Jonathan Arnowitz

I was thinking to actually changing tactics and propose we just try to understand one simple pattern, so we can going to deeper detail what architecture is involved in creating that pattern.

I would suggest we take a simple company web site home page pattern and see how this would correspond to the Pattern Language.

The first problem is the entire space is the pattern, which in turn is made up of sub patterns, which in turn is made up of tasks which replace architectural features in my version of the pattern language. Therefore, in order to understand how to build useful patterns, one must first be the master of the tasks in the same way an architect is the master of the building elements/building blocks that make an architectural space.

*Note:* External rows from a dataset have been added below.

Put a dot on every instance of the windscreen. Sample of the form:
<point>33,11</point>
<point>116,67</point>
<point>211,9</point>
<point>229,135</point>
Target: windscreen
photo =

So for example for our Company web-site pattern you have a list of sub patterns that help create this web-site space:

A web browser pattern - the tools the person needs to go to and from the web site.

a web browser

a search engine

Information space

Tell the user where they are and what they can do there

Direction space

Show the user an available task supporting set (including navigation, forms, etc.):

There, in short is web site pattern, and with each pattern a choice was made from an array of parameters. For example in the Direction Space the parameters could be:

Direction Space Show the user an available task supporting set: Available options:

--site map high level topic pages (regarding the company's purpose and target group)

-- Company information

{Parameters for Company information:

-- contact information

-- company information - clients

-- company information - methods

-- web site information (author, last date changed, a way to comment on the web site) }

For contact information, this is a building block and it looks like this: Blockname: contact information Object - company (name, street address, post address, telephone, fax, general email, route description {link}) Supporting objects: employees (position, bio, email, telephone)

For the block contact information all the items in () are parameterizeable. For each item, a style could be associated with it, so that even its appearance is specifieable in the pattern.

Anyway this is in short my pattern approach. It is based on learning the building blocks, the parameters, and then proceed to make your higher level patterns. It is based on pretty straight-forward application of the Christopher Alexander book The Timeless Way of Building and A Pattern Language.